In cases where a wealthy philanthropic couple splits up, their foundations are sometimes divided as well, said Mela Garber, a tax principal at the accounting and advisory firm Anchin in New York who specializes in matrimonial matters.
Even when divorces are amicable, Garber said, “they might not want to be together at certain meetings and fundraising, and have the same level of involvement with people around.” The complexities of two exes working together can become clearer as time goes on, she said. “Creating two new foundations eliminates a huge area of tension.”
Splitting the Gates Foundation is difficult for many philanthropic experts to imagine. However, “they could pursue separate goals within the confines of the foundation itself,” said Brian Mittendorf, an Ohio State University professor who studies nonprofits.
Famous Names
Already a household name thanks to his previous status as the world’s richest man, Bill Gates became even more famous when he emerged as a go-to expert on the pandemic at a time when official guidance was often confusing and contradictory. His work has made him a target of conspiracy theories as well as controversies over patents and how to open up global access to the vaccines.
For her part, Melinda French Gates has raised her own profile with the publication of a book, “The Moment of Lift: How Empowering Women Changes the World,” in 2019. She has in recent years helped shift the foundation’s strategy, as a “top-down, technocratic” approach to giving has become more responsive to “community needs and community input,” Soskis said.
Despite its size, the Gates Foundation’s board only has three members: Bill, Melinda, and Warren Buffett — who has promised to devote bulk of his own considerable fortune to his friends’ foundation. That means disagreements between the two exes may need to be settled by the 90-year-old billionaire.
“To the extent to which they have huge divergent interests that would arise, Buffett would play an important role,” Ohio State University’s Mittendorf said.
The pair could also pursue their separate interests outside the foundation, in their investments and personal philanthropy. Bill Gates, for example, founded Breakthrough Energy Ventures, a fund that fights climate change by investing in startups with the potential to cut global annual emissions by as much as 500 million tons each year. Other backers include Bezos and Michael R. Bloomberg, founder of Bloomberg LP.
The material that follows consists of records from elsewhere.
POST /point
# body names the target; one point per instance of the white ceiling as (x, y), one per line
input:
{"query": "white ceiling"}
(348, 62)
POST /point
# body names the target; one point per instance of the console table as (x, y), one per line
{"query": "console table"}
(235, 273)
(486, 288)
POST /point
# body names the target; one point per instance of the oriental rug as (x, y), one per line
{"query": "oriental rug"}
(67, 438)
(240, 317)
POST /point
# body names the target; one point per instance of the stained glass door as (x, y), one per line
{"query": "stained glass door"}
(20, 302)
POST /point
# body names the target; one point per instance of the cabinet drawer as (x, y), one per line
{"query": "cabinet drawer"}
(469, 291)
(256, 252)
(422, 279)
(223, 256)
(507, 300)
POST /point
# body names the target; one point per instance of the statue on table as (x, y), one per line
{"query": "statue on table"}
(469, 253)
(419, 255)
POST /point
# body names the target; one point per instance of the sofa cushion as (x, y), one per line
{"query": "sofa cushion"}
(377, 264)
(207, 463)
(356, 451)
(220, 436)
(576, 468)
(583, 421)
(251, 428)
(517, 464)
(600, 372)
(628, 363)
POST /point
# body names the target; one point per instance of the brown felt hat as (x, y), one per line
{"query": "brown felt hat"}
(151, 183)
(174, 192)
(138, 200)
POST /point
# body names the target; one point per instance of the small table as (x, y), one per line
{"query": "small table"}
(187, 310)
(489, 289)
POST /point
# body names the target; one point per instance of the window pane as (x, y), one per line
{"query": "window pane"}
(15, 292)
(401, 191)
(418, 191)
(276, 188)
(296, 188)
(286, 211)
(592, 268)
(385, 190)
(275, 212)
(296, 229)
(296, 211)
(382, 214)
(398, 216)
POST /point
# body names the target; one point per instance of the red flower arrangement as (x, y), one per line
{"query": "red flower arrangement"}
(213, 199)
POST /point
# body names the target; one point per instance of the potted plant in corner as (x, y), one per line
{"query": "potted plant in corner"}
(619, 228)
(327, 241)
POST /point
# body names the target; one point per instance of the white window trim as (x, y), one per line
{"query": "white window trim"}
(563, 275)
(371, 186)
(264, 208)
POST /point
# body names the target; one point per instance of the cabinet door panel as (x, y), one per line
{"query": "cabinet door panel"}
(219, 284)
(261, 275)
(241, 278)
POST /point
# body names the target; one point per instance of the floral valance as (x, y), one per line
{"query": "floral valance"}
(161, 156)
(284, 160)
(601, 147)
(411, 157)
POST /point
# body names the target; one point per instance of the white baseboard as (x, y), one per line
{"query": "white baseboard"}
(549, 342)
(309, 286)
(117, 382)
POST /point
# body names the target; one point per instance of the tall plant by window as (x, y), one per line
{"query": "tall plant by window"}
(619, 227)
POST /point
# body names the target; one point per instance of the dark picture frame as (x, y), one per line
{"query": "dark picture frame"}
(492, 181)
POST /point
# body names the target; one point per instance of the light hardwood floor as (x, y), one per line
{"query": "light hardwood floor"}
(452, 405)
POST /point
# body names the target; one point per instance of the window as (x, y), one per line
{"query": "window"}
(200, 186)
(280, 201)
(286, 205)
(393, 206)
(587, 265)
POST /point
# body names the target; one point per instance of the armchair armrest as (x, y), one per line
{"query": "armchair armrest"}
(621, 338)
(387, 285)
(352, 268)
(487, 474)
In 2015, Melinda French Gates started Pivotal Ventures, an investment and incubation company, “as a separate, independent organization to identify, help develop and implement innovative solutions to problems affecting U.S. women and families.”
In 2019, French Gates committed $1 billion to speed up the pace at which women gained power and influence in the U.S. A year later, Pivotal announced it’d be partnering with MacKenzie Scott to start the Equality Can’t Wait Challenge, a $30 million award to organizations that come up with ways to advance women’s power by 2030.